Israeli research shows a range of potential medical benefits from CBG, from fighting cancer to killing MRSA bacteria. It’s still too early in the research phase to make any definitive claims, but Trotter believes medical users have been looking for a concentrate of the cannabinoid. Pot Zero plans to start selling a distillate containing 15% CBG to Colorado retailers in December.
“We’re calling it Comfortably Numb,” Trotter says. “It’s pretty much right on the money with that.”
Pot Zero is also working on a THCV distillate called Time, which it plans on launching later in 2019.
Off the Grid
When Trotter founded Pot Zero he wanted to build the farm on what he calls the “three E’s.”
“Energy sustainability will get you economic sustainability and that will get you ecological sustainability,” Trotter says. “We really are an energy farm up here.”
Pot Zero is powered solely by a hydro-electric turbine. The melting snow from a peak above the farm creates a creek that runs through the property, generating power from the turbine and fresh water for the plants. Trotter calls it, “From snow to grow.”
Pest mitigation also starts with the fresh water as Trotter adds microbes to the water system to inoculate against infestations of larva that can get deposited on plants. During the 100-day outdoor growing season, the farm releases swarms of ladybugs to kill aphids and white flies. In the winter, Trotter takes his Scottish Highlander cattle to the plot to graze. The highly acidic, mineral-laden manure and urine are composted for the soil.
“We’re really as organic and biodynamic as you can possibly be,” Trotter says.
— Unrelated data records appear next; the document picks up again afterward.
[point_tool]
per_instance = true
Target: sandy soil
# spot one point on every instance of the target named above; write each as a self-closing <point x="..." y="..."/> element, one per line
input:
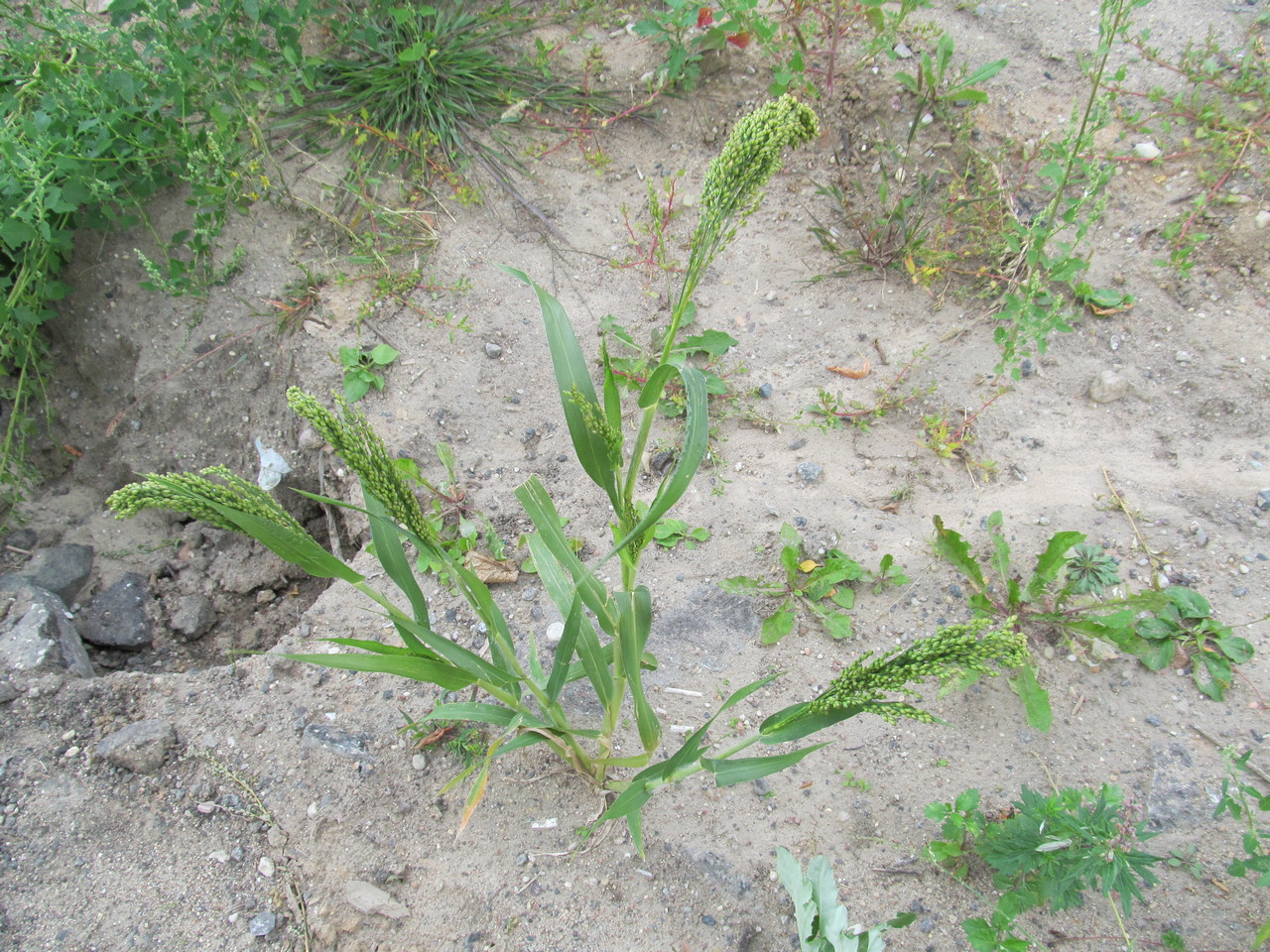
<point x="100" y="858"/>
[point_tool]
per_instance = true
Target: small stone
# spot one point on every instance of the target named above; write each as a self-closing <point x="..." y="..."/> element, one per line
<point x="1107" y="388"/>
<point x="193" y="617"/>
<point x="324" y="737"/>
<point x="262" y="924"/>
<point x="62" y="570"/>
<point x="141" y="747"/>
<point x="366" y="897"/>
<point x="810" y="472"/>
<point x="37" y="635"/>
<point x="118" y="616"/>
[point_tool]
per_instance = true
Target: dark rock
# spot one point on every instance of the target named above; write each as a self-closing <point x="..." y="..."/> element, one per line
<point x="241" y="566"/>
<point x="262" y="924"/>
<point x="62" y="570"/>
<point x="36" y="634"/>
<point x="810" y="472"/>
<point x="1107" y="388"/>
<point x="22" y="539"/>
<point x="193" y="617"/>
<point x="118" y="616"/>
<point x="321" y="737"/>
<point x="141" y="747"/>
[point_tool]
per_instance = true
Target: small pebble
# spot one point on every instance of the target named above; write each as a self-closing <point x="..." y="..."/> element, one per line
<point x="810" y="472"/>
<point x="262" y="924"/>
<point x="1107" y="388"/>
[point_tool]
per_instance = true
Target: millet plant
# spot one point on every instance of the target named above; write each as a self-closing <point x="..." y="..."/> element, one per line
<point x="606" y="631"/>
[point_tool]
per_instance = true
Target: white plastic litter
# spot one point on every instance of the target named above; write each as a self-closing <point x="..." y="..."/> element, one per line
<point x="273" y="467"/>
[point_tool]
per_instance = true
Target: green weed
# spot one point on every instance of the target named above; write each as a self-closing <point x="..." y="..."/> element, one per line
<point x="821" y="919"/>
<point x="1074" y="589"/>
<point x="1047" y="852"/>
<point x="818" y="588"/>
<point x="1248" y="805"/>
<point x="361" y="371"/>
<point x="937" y="86"/>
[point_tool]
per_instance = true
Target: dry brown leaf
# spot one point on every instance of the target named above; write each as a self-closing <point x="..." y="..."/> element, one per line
<point x="849" y="372"/>
<point x="489" y="569"/>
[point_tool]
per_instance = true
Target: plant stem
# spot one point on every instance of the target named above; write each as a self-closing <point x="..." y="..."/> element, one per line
<point x="1107" y="40"/>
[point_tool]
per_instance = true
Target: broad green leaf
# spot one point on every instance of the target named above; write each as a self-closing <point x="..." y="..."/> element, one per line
<point x="779" y="625"/>
<point x="1191" y="603"/>
<point x="443" y="674"/>
<point x="635" y="620"/>
<point x="1000" y="558"/>
<point x="539" y="507"/>
<point x="481" y="712"/>
<point x="572" y="384"/>
<point x="566" y="597"/>
<point x="382" y="354"/>
<point x="356" y="386"/>
<point x="377" y="648"/>
<point x="984" y="72"/>
<point x="738" y="770"/>
<point x="697" y="438"/>
<point x="949" y="546"/>
<point x="1238" y="651"/>
<point x="1051" y="562"/>
<point x="391" y="555"/>
<point x="1035" y="698"/>
<point x="298" y="548"/>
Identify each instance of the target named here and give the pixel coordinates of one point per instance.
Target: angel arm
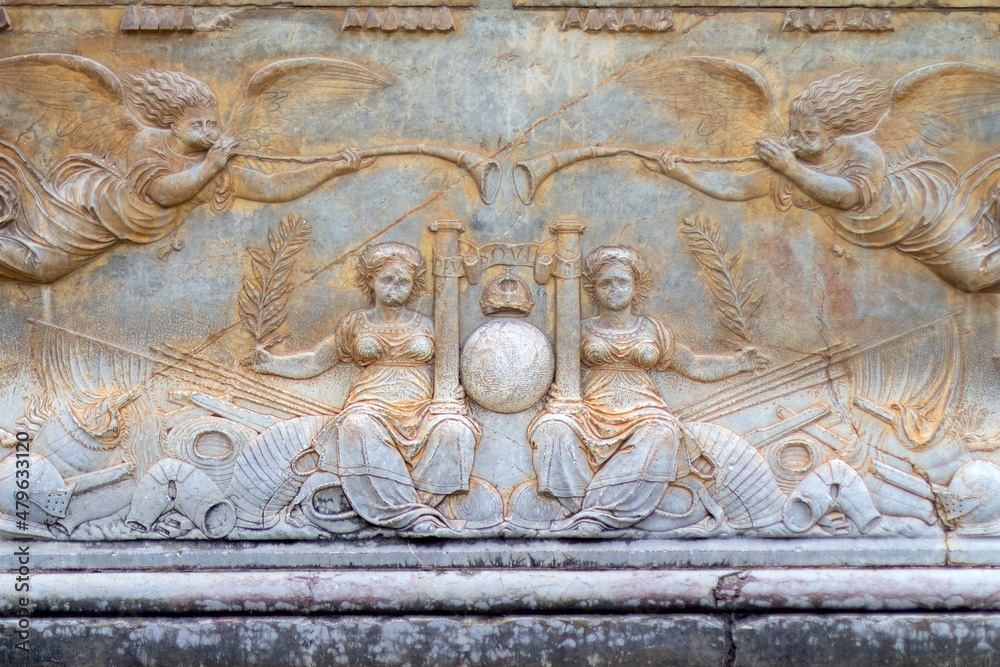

Following a short growing season, the farm uses a 250,000-BTU boiler to help dry the harvested plant material. The boiler, which runs on beetle-kill pellets reclaimed from the area’s pine tree population, is connected to a heat exchanger that spreads the warm air outward.
Everything else is left up to the sun and Mother Nature.
With another harvest behind them, the Trotters turn their attention to preparing for the additional five to six feet of snow the ranch will receive before the end of winter. The ever-present threat of snow makes each harvest in the fall a major challenge, but the unique climate and conditions are also what allow Pot Zero to deliver a finished product that is one-of-a-kind in Colorado’s legal cannabis market.
“Mother Nature is pretty good in between her wrath,” he says.